More about the award winners:

Angela Doroff began her career with the Alaska Department of Fish and Game approximately four years ago when she came to the state from a distinguished career as a marine mammal scientist with the U.S. Fish and Wildlife Service. She has been successful in securing outside funding for KBRR's research program and also has encouraged and worked with her research team to be successful in their research grant endeavors.

In 2010, Doroff led KBRR efforts to submit a cutting-edge grant to a highly competitive funding opportunity through the National Estuarine Research Reserve system. Responding to questions posed to the reserve by local elected officials and residents, she developed a successful research proposal with a team of co-investigators looking at land rebound rates and how this rebound, coupled with sea level change, might affect the area's coastal environment.

Doroff "has a tremendous ability to holistically view our coastal environment within her role as the research coordinator at KBRR, and to build relationships with area resource managers and decision makers who can then use this information to make informed decisions about our coastal environment," according to information provided about the award recipients.


Carmen Field

Over the past several years, Carmen Field has become a leader in local, state and national efforts to engage kids and families in outdoor activities. She is working directly with Richard Louv, author of the best-selling book, "Last Child in the Woods," and who is recognized as the national leader and spokesperson for the getting kids outdoors movement.

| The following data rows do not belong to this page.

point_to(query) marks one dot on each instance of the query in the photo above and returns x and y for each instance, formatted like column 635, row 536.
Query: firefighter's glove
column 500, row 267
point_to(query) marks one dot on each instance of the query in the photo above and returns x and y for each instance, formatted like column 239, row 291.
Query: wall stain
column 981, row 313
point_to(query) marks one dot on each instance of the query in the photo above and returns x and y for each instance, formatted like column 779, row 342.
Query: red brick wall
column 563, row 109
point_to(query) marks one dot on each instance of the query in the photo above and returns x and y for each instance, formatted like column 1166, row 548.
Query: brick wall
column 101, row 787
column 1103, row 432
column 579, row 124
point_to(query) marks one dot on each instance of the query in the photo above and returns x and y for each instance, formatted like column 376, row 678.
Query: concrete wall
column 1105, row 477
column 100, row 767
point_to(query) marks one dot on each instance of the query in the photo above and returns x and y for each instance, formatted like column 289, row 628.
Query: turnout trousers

She has become a leading advocate for getting kids and families involved in outdoor activities, and in particular, getting kids and families involved in sport fishing. She has almost single-handedly built an ice fishing frenzy in the Homer area. What started out as joining forces with an established central Kenai Peninsula ice fishing event, she has now held ice-fishing Discovery Labs, built an ice-fishing rod loaner program (which includes poles and associated ice fishing gear) and has organized a group of Homer families to drive north to hold family ice-fishing events at one of the closest lakes to Homer that is stocked by the Alaska Department of Fish and Game.

Field "is a role model to our youth, but also to women and entire families. She is growing future anglers in Alaska and beyond. She understands that to continue our fishing legacy we must expose our youth and families to the value of sport fishing to our lifestyle and culture," according to the provided information.


Coowe Walker

Since 2005, Coowe Walker has received funding to conduct juvenile salmon research in headwater streams on the Anchor River. She has designed and led a one-of-a-kind research project that will improve the understanding about juvenile salmon habitat needs in headwater streams and has taken the time to co-author four publications based on the results of these projects.

She "is to be commended for her research vision and her contributions towards our improved understanding and the informed management of Alaska's fisheries resources, particularly on the Kenai Peninsula and within the established boundaries of the reserve," according to the provided information.

The awards were announced last month and were presented at a staff meeting by Lisa Evans, assistant director of the Sport Fish Division. The awards are given annually by the division to recognize outstanding achievements within the division. A total of six awards were given statewide within the division, said Thompson.